Starbucks suspends buybacks as Howard Schultz returns as chief

Starbucks suspends buybacks as Howard Schultz returns as chief

Howard Schultz is suspending Starbucks’ share buyback program, pledging on the first day of his third term as the US coffee chain’s chief executive to redirect the capital to its stores and staff.

The decision came as Starbucks faced a growing unionization movement in its home market, rising wage and commodity costs and potential threats to its international growth from its suspension of operations in Russia to Covid-related lockdowns in China.

“This decision will allow us to invest more into our people and our stores — the only way to create long-term value for all stakeholders,” Schultz said in a letter to employees three weeks after the company announced that Kevin Johnson was retiring after five years as chief executive and Schultz was returning on an interim basis.

His pledge was followed within hours by news that Starbucks had fired Laila Dalton, a shift supervisor in Phoenix, Arizona, a move that Starbucks Workers United branded “blatant retaliation against [a] union leader”.

Casey Moore, a barista at the Williamsville Place Starbucks in Buffalo, New York, said fellow members of the unionization campaign were “hopeful, but honestly, not expecting anything different” following Schultz’s return.

“It’s disheartening and disappointing to see that someone who is apparently the head of a progressive company. . . can be so against the labor movement,” she said, adding that staff wanted to be consulted on how the buyback funds would be entertained.

“It’s great that they want to invest in partners, but we need to be decision makers in those investments,” she said.

Starbucks said Dalton had recorded individuals without their consent, adding: “A partner’s interest in a union does not exempt them from the standards we have always held.”

Schultz said on a call with employees on Monday that companies were being “assaulted, in many ways, by the threat of unionisation” but added that he was “pro-Starbucks” rather than “anti-union”.

Shares in Starbucks, which have lagged the S&P 500 over the past year, closed 3.7 per cent lower on Monday at $88.09.

Starbucks put stock repurchases on hold in 2020 to focus on reducing debt taken on during the pandemic.
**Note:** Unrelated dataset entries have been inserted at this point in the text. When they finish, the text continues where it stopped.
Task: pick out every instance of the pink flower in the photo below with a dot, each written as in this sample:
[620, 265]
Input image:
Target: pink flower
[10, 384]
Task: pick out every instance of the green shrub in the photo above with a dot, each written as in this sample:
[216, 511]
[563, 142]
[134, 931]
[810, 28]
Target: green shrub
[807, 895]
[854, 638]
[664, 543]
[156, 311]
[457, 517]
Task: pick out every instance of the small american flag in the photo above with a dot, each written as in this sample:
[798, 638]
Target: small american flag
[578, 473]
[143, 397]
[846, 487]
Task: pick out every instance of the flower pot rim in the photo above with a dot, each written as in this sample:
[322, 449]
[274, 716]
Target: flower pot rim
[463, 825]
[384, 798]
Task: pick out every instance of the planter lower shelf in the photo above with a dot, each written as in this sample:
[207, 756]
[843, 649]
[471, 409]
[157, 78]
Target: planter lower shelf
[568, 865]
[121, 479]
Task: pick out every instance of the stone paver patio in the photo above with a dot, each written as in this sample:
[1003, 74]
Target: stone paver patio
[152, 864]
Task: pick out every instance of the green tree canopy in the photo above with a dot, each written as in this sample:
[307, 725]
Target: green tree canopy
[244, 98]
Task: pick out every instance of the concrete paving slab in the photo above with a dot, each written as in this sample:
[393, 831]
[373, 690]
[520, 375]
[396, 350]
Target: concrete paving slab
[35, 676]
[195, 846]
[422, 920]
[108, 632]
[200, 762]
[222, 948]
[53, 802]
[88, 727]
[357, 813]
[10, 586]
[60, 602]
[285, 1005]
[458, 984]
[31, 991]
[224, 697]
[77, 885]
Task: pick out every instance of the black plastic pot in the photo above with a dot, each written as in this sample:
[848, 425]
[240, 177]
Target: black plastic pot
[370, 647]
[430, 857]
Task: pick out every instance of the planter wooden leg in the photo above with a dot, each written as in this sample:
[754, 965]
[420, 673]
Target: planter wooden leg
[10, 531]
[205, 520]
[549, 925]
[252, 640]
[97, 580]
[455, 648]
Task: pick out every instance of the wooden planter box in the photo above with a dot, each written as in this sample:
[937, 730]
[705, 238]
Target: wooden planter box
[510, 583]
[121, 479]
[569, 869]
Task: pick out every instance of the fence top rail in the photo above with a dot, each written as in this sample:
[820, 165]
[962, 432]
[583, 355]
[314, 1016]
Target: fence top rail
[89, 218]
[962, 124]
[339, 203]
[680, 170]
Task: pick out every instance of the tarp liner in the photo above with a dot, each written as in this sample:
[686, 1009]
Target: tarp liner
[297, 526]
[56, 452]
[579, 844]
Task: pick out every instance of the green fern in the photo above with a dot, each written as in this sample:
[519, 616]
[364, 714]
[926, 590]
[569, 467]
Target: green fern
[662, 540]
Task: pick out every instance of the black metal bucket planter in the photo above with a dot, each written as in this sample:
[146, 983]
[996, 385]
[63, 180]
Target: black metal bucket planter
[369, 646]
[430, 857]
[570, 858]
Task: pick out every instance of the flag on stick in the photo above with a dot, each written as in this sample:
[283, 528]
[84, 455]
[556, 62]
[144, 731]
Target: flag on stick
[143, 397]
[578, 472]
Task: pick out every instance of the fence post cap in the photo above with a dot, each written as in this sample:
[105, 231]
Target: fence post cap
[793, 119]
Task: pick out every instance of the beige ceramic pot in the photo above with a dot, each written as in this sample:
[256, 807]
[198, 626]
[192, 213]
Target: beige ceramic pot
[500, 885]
Johnson announced plans last October to spend $20bn on buybacks and dividends over the next three years.

The company reported in February that it had spent $3.52bn on its own stock in the three months to January 2, in keeping with a recent surge in buybacks by US companies keen to boost their earnings per share by reducing the number of shares in issue.

Shareholders, customers, communities and the planet would all benefit if the company was designed “to share success with each of us and for the collective success of all our stakeholders”, Schultz said on Monday.
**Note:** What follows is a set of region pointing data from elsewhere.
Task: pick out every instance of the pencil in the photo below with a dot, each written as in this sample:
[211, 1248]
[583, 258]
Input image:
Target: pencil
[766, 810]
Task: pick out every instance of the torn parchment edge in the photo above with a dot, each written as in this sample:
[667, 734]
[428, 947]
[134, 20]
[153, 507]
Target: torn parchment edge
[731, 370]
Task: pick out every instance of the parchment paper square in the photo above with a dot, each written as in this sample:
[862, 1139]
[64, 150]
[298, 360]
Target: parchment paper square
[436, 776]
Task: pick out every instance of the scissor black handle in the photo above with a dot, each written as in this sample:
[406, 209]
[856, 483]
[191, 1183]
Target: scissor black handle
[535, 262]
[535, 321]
He announced the launch of “design sessions” with people across the company “to co-create a future of mutual thriving in a multi-stakeholder era”, he added, without giving details of what these would entail.
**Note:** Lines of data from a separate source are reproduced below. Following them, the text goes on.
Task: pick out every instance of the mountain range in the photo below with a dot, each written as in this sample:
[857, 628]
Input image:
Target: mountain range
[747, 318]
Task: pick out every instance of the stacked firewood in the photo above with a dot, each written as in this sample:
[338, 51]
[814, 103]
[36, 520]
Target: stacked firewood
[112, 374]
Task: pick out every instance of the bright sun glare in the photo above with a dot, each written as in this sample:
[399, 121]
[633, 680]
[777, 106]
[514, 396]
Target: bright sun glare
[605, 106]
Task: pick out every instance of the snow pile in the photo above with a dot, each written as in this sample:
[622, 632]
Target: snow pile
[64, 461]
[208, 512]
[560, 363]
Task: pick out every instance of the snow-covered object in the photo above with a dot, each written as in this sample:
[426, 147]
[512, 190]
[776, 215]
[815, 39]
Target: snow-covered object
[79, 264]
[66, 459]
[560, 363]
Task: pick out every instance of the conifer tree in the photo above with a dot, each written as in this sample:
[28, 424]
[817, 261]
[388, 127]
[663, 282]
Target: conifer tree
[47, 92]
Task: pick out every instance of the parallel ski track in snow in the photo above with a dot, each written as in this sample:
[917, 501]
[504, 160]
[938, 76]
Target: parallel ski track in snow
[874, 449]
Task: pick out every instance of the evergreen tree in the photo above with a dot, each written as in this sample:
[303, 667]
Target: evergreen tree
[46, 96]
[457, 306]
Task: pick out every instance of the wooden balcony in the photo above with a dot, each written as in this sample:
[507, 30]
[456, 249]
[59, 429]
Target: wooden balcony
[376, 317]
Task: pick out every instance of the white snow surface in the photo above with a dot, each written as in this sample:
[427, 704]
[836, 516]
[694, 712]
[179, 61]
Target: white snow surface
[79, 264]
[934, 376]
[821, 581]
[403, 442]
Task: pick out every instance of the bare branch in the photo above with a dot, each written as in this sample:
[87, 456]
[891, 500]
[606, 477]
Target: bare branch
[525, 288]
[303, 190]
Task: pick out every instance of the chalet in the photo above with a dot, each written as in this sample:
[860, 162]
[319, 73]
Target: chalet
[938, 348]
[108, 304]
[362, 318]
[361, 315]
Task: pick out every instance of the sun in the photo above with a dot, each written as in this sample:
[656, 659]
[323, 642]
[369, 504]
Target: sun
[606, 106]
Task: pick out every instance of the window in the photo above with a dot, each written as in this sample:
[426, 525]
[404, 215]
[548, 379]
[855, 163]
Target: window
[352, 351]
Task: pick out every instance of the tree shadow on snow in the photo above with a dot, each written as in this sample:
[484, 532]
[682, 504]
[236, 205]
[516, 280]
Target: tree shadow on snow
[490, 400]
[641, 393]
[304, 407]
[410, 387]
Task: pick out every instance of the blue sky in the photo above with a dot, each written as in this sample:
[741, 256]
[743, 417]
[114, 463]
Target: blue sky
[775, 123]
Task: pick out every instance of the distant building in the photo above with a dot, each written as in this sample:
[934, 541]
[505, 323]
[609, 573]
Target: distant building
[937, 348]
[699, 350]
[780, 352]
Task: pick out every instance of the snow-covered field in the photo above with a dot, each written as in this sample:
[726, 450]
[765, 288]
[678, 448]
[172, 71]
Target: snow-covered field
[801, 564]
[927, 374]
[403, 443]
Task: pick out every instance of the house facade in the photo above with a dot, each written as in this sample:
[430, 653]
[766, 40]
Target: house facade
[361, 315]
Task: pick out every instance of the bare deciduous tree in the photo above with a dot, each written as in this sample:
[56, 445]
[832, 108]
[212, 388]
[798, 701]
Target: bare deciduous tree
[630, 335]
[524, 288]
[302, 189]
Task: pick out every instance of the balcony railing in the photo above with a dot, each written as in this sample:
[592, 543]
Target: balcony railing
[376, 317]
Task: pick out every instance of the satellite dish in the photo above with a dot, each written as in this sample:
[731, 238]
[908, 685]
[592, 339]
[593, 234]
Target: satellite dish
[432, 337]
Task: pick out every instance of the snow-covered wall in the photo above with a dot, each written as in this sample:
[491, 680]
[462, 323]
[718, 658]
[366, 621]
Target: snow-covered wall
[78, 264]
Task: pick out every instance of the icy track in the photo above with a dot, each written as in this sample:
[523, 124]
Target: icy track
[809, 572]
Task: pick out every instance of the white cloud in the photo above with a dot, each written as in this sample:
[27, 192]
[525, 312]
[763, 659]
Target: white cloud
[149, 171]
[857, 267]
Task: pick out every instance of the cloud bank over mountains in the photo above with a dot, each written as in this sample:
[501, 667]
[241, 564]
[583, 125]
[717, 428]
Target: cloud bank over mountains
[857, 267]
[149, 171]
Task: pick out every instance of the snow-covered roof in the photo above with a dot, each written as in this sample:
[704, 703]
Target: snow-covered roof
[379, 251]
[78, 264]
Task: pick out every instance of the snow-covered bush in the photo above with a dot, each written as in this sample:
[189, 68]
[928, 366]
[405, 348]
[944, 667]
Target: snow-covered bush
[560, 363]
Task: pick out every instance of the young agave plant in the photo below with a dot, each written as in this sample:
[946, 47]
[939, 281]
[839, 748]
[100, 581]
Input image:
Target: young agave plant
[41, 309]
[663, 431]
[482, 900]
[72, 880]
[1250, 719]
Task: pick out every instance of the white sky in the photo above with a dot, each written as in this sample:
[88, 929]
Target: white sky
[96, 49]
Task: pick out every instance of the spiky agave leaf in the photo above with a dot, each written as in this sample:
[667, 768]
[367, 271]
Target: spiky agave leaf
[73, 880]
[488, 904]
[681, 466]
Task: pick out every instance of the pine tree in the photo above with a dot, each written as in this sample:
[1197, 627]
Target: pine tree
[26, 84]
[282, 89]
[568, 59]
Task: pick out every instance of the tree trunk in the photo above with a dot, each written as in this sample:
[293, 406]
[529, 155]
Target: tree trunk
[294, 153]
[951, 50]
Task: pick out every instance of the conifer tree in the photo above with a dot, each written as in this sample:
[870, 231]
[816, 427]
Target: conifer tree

Schultz’s comments echoed his attempts to revive Starbucks on his first return as chief executive in 2008 after he had warned of “the commoditization of the Starbucks experience”.

The company faced “new realities in a changed world”, from pinched supply chains to “a rising generation which seeks a new accountability for business”, Schultz added on Monday. “As Starbucks, we can either choose to rise at this moment — or stand idle.”

A group of shareholders holding a combined $1.2bn in Starbucks stock urged Schultz on Monday to consider the risks of “antagonizing” employees who were looking to unionise. Coming to the table with workers would lead to lower staff turnover and long-term success, they argued.

Dieter Waizenegger, executive director of SOC Investment Group, one of the shareholders, told the Financial Times that it was “a good first signal that [Schultz] is speaking about the long term, not short-term bumps in the share price”. He warned, however, that the chief executive’s rhetoric would be “an empty gesture” if the relationship with employees did not improve.

In a statement accompanying Schultz’s letter, the company noted that in his previous four decades as either chief executive or chair, Starbucks’ stock had increased 21,000 per cent between its 1992 listing and his departure in 2017.